Only a few hundred or thousand people in Australia are thought to have LGMD2i.
"It affects your respiratory muscles, so your diaphragm and intercostal muscles that help your lungs expand and contract are weakened," Sarah says. "So my breathing is affected and usually that is what ends a person's life with muscular dystrophy. It is respiratory or cardiac failure — or both."
After she was diagnosed, Sarah fell pregnant with her first daughter Lucy and a year later, her second daughter Tess. It was during this period of her life that she started to feel a decline in her condition.
"I remember when I used to sit on the grass for picnics. And I thought, one day I'm not going to be able to get up."
That moment came in 2016, when her dog Pippa ran underneath her legs in her narrow hallway, and she broke her leg.
"From that day on, I never stood up again. I never walked. I never drove a car ... my whole life changed dramatically."
Sky-high thinking and a new sense of purpose
Drones came into Sarah's life at a time when her world was shrinking, as COVID lockdowns were closing in.
During Melbourne's long lockdown, her daughter Lucy came to live with her in Port Douglas and, together, they decided they would buy one.
"We just said, what are we going to do? We've got to do something. I couldn't really do anything in the community, because I was high risk to COVID, I was pretty much having to isolate from people," Sarah says.
She admits she was initially terrified she would crash it and didn't want to fly it herself.
"I gradually built confidence flying it, and I just saw the Earth from a different perspective."
In November 2020, Sarah organised a photo shoot inspired by COVID lockdowns and a recent artwork she had painted.

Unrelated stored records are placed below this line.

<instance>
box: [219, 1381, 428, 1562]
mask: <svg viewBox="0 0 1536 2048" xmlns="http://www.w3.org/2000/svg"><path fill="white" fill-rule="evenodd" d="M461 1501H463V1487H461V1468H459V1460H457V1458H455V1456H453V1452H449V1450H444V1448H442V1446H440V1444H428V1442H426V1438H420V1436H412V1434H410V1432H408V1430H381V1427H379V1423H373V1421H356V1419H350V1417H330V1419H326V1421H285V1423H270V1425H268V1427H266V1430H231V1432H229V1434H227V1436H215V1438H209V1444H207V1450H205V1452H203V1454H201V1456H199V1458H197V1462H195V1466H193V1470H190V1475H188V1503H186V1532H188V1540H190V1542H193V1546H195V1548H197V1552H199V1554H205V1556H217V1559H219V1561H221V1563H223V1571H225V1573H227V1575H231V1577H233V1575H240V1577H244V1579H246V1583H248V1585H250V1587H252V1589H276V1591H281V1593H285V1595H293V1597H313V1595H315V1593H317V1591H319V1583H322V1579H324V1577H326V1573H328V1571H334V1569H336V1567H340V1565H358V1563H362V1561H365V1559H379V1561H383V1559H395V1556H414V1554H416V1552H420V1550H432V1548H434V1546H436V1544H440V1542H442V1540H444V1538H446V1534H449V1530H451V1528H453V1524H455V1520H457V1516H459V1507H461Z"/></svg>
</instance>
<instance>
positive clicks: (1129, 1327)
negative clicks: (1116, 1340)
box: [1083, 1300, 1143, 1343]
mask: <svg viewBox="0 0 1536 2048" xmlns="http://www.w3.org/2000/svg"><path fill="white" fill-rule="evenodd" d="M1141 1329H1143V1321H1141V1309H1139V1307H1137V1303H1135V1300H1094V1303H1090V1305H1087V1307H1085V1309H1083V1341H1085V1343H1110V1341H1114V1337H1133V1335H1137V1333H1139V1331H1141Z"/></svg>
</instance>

"I just got this idea of using a basketball court, just down the road, and I thought, what if I put this girl in the middle of the court, reading a magazine, supposedly having a really nice time, in the midst of this chaos that was going on in the world, making compromises to still be happy and enjoy life?"
She went and bought a pool ring and borrowed a little bag.
"It was 10 o'clock in the morning, and it was so hot," Sarah recalls of the shoot. "The poor girl had to sit on a towel underneath the pool ring, and we just had to measure out. She was in the middle of the court, and I put the drone up, and I just started shooting."
The Boston Drone Film Festival found Sarah and Lucy's picture on their Instagram page, Air Bare Studio, and asked them to enter it in their competition.
To their delight, their image won the architecture category in 2021, less than a year after they began experimenting with the drone.
"We felt a little like we didn't deserve the award as we were so inexperienced... but it gave us the confidence to enter another competition, which was Capture Magazine's Australasia's Top Emerging Photographers," Sarah says.
The same image took home that award in the Single Shot category.
An international publishing company has recently chosen 16 of Sarah and Lucy's images for their new book on minimalism in photography.
Reigniting creativity
Sarah says picking up a drone has helped reignite her creativity through a new lens.
She loved painting during school and her early adult years and has had a deep appreciation for art and design ever since.
"Photography is no different to creating a painting — it's all about composition, orientation, framing, colour and tone, and it should tell a story," she says.
"I really do love to look at things in a minimalist way... to zero in on a particular section of an image for things that are quirky and unique.
"You've got to look at things from so many different perspectives to understand the real meaning of it."
Still, she laughs: "We don't always hit the mark."
Even though Lucy is back living in Melbourne, Sarah has continued to experiment and looks forward to studying an online photography course this year.
"Photography has just made me realise that it is something I can absolutely do," she says. "The drone can take me to places that I can't physically get to and create images I ordinarily wouldn't be able to."